No need to imagine. It is already the case in Iran, as elsewhere. Craig points to an article detailing the arrest and questioning of twelve in Iran, accused of converting to Christ. Which jogs a number of thoughts.
First, a sincere and heartfelt disclaimer, to which I'll return at the end: nothing of what I am about to say should be read as self-righteous, lofty scolding. I am in no position to dole out arrogant lectures to anyone who I deem insufficiently willing to suffer for Christ. I know how repugnant it is for armchair theorists to sneer at what they imagine is the poor performance of folks who (unlike them) are actually in the field, trying and attempting and sacrificing and suffering.
Having said that, I do know a bit about history and the Bible, and both have me wondering: is the Gospel spreading so slowly, particularly in Muslim-oppressed lands or in China, because Christians are unwilling to suffer as martyrs? because they hide their worship, their testimony, their baptisms? Is not the blood of the martyrs still the seed of the church?
As soon as I write that, and in spite of my disclaimer, I feel shame.
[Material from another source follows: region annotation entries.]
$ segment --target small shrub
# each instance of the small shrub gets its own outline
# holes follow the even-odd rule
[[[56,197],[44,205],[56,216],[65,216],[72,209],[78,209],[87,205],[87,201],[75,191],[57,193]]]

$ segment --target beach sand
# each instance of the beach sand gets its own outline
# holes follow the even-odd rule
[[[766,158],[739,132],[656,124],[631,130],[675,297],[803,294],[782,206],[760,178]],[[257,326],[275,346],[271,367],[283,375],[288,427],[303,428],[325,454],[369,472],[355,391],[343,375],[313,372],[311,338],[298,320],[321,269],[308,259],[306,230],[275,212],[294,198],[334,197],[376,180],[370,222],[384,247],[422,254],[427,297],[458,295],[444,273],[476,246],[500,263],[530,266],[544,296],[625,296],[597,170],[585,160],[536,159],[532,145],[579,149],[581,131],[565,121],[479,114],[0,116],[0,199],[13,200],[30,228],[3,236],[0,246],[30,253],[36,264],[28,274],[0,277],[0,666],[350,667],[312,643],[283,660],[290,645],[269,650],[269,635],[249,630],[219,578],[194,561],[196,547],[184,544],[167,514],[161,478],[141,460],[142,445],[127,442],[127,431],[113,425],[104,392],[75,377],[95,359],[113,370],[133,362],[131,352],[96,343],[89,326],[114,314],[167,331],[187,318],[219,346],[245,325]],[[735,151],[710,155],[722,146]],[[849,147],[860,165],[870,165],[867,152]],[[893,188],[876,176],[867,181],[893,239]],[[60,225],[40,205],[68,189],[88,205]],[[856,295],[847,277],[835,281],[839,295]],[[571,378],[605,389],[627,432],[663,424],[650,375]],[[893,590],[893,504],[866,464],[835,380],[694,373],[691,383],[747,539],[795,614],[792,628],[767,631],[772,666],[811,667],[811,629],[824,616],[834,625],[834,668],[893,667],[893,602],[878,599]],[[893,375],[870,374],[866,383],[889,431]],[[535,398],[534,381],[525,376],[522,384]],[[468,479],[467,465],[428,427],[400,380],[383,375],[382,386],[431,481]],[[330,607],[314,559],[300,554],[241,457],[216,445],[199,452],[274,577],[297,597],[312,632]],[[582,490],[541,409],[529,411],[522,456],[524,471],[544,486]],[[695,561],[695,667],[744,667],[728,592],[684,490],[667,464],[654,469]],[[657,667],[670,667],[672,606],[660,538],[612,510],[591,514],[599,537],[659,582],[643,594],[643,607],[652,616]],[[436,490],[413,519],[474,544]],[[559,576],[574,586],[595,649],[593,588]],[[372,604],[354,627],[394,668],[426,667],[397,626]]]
Who am I to fault? What have I suffered? How many times have I drawn back for fear of a mere sneer, or mere job loss? What finger can I point that doesn't bring shame and condemnation on my own head?
Have I in any way led my family to have eternal values? Can my young sons even conceive of suffering for Jesus, and gladly so? Or can I conceive of them choosing to risk and suffer for eternal values and goals? Or are not my goals for them — and the value-structure I've (however unintentionally) bred in them — strictly this-worldly, middle-class, materialistic, and safe? With a little Jesus sprinkled on top for after you die? In my loving effort to make sure they have nice things, to give them security, to afford every advantage, and by my own consequent playing it safe, have I unwittingly led their love in the wrong direction?
Well, yikes. That little bit of tepid would-be reproach rather backfired, didn't it?